“Neanche gli animali sono trattati così, i letti sono tutti attaccati e senza spazio, merda e urine ovunque e una puzza di stalla umana”: si chiama Hassan Gedi Abtidon, è di nazionalità somala, ma a Benevento è conosciuto e amato da tutti come Gedi. “Adesso, però, Gedi a Benevento non c’è più. È nel Centro per i Rimpatri di Bari e parla sconvolto, dice che vuole raccontare a tutti quello che succede in una Struttura della Repubblica Italiana che dovrebbe ospitare persone umane. È una storia che non avremmo mai voluto raccontare perché poteva e doveva essere una storia di integrazione di successo. Una di quelle perfette, a lieto fine per una persona e per una intera comunità che lo aveva accolto. Gedi è arrivato nella Casa Circondariale di Benevento nel 2012 e lì il Centro Ascolto Carcere promosso dalla Caritas Diocesana di Benevento ha accolto da subito le sue richieste di beni di prima necessità perché Gedi era privo di qualunque aiuto materiale. Grazie alla Caritas e grazie alla mediazione degli Educatori del carcere, Gedi ha ricevuto l’attenzione e la considerazione che gli hanno consentito di ritrovare sé stesso in quanto uomo e non detenuto. Nel Carcere di Benevento Gedi si è impegnato, ha lavorato, ha persino avuto un encomio “per il particolare impegno e senso di responsabilità” mostrati durante le attività lavorative“. A raccontare la storia di questo ragazzone somalo voluto bene da tutti è la pagina Facebook “Sale della Terra”.

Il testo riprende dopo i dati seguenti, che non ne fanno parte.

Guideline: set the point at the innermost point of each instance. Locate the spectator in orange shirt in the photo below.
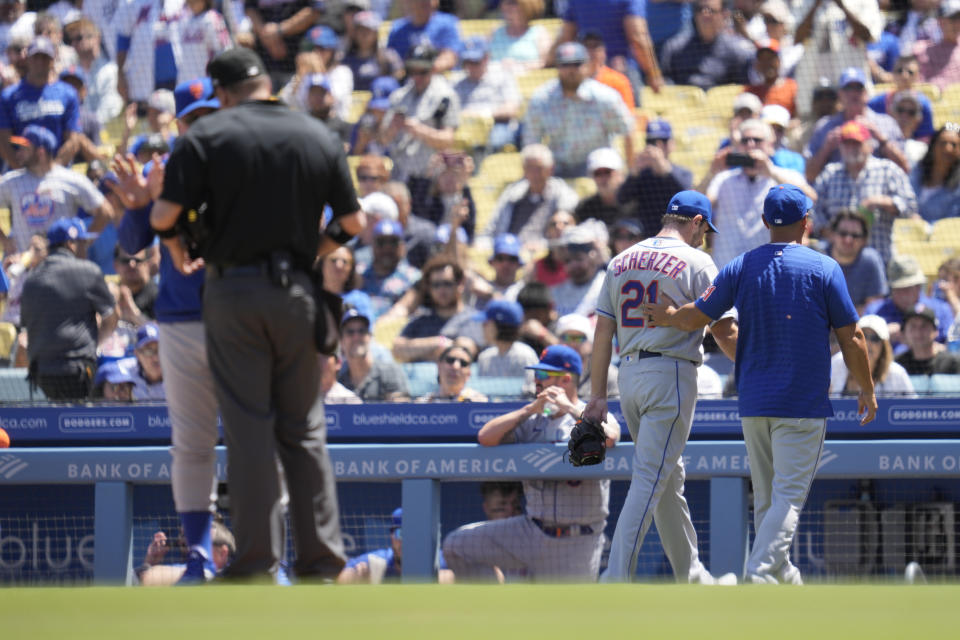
(599, 71)
(770, 87)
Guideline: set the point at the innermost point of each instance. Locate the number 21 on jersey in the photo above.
(634, 292)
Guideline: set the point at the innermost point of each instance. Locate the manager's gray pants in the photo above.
(264, 364)
(783, 456)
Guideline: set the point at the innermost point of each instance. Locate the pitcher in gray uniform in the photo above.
(560, 537)
(658, 382)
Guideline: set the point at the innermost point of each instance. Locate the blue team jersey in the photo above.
(442, 30)
(54, 106)
(605, 17)
(788, 298)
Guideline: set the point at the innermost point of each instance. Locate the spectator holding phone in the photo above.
(737, 183)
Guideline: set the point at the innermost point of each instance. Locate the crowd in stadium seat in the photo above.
(504, 151)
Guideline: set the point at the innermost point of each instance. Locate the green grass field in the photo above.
(605, 612)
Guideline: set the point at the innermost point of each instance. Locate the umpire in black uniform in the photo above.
(265, 173)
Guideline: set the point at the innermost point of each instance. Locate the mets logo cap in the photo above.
(785, 204)
(691, 204)
(559, 357)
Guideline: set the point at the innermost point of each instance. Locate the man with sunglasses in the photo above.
(560, 536)
(658, 382)
(862, 266)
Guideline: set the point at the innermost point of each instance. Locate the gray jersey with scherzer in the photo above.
(561, 501)
(645, 272)
(35, 202)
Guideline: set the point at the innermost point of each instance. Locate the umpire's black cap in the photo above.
(235, 65)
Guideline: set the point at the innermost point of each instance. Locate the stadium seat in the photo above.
(358, 105)
(671, 99)
(497, 387)
(481, 27)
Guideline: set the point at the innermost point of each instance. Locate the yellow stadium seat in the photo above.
(473, 132)
(358, 104)
(672, 98)
(483, 28)
(946, 230)
(501, 168)
(910, 230)
(721, 97)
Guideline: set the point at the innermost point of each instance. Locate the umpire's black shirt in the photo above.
(266, 173)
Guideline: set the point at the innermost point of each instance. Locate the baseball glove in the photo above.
(588, 443)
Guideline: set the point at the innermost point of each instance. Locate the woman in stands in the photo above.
(517, 43)
(889, 378)
(453, 372)
(936, 178)
(365, 58)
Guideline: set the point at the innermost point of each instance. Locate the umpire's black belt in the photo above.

Dopo i primi permessi premio, la stima verso Gedi è cresciuta fino a fargli guadagnare la possibilità di muoversi liberamente sul territorio. Un passaggio importante, reso possibile dall’atteggiamento responsabile e di ravvedimento mostrato da Gedi che, così rinforzandosi, ha apprezzato con pazienza e tenacia le piccole evoluzioni della sua “lotta per la libertà”. Anche per le autorità, dunque, Gedi era pronto a reintegrarsi e far ritorno nella società prima del suo fine pena definitivo.

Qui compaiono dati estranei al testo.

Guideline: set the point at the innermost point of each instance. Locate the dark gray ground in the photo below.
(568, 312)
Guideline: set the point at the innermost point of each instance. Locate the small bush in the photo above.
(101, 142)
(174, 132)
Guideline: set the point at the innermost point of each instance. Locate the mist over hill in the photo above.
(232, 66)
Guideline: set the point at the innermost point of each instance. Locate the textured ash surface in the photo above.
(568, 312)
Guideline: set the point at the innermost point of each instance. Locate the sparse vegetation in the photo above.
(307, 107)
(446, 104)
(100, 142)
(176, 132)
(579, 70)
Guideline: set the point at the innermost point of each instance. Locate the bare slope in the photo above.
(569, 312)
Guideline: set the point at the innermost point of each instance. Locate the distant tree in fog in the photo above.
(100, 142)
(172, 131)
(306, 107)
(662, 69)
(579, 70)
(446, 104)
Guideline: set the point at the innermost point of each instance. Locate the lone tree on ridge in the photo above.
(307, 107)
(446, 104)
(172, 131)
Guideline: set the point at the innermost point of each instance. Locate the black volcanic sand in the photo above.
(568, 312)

Gedi – prosegue la nota – prende a casa nel centro storico di Benevento, lavora con un contratto come bracciante nell’agricoltura coesiva della Rete “Sale della Terra”, al Bistrot “Alimenta”, nel progetto S.I.P.L.A. Sud – “Sistema Integrato di Protezione per i Lavoratori Agricoli”, nel Centro Aziendale “Gioosto” Ma è all’Orto di Casa Betania” che Gedi viene conosciuto e amato da tutta la città di Benevento. Ne diventa il simbolo e il punto di riferimento, l’animatore e il tutor. Gedi e l’Orto sono l’identificazione dell’accoglienza, della coesione sociale e della possibilità di riscatto che la Costituzione Italiana prevede dopo un percorso di detenzione. Gedi ha scontato la pena. Tutta. Ma per la legge italiana non basta scontare la pena, non bastano i contratti di lavoro, non basta essere il punto di riferimento di una comunità, non basta essere una persona amata, “restituita” alla bellezza e alla umanità, non basta essere accolti e voluti, non basta amare quella che si considera la propria città. La pena ha fatto di lui una persona rieducata, ma non basta.

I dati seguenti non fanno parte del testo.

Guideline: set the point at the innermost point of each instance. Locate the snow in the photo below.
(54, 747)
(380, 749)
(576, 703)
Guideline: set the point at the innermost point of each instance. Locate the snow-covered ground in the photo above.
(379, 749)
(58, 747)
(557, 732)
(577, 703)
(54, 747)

A Gedi, richiedente asilo, è stato notificato decreto di espulsione. Non sono bastati dieci anni di vita integrata perfettamente. Non è bastato nulla. E mentre lo trasferivano a Bari, la comunità “Sale della Terra” si è attivata, lo ha raggiunto a Bari, lo ha incontrato e gli ha promesso che questo legame non si spezzerà. Intanto la città si sta interrogando e si sta mobilitando e, nell’appello per la raccolta delle firme si legge, tra l’altro, anche che “Gedi ama Benevento e non l’avrebbe mai lasciata. Benevento è una città piccola e Gedi fa parte di Benevento, fa parte delle nostre famiglie.
Gedi parla con tutti, gioca con i bambini, si confronta con gli amici beneventani sulla sua vita e su quello che vorrebbe fare. Gedi è amico, è zio, è nipote, è fratello di tutti quelli che lo conoscono. Questo è stato possibile solo per merito suo. I bambini lo aspettano nell’area giostrine dell’“Orto di Casa Betania”. Gedi guarda al futuro con speranza. Rispetta questa città che gli ha dimostrato che un’altra vita è possibile. Gedi deve rientrare nella sua città, perché è giusto così. Restituitecelo. È una cosa giusta”.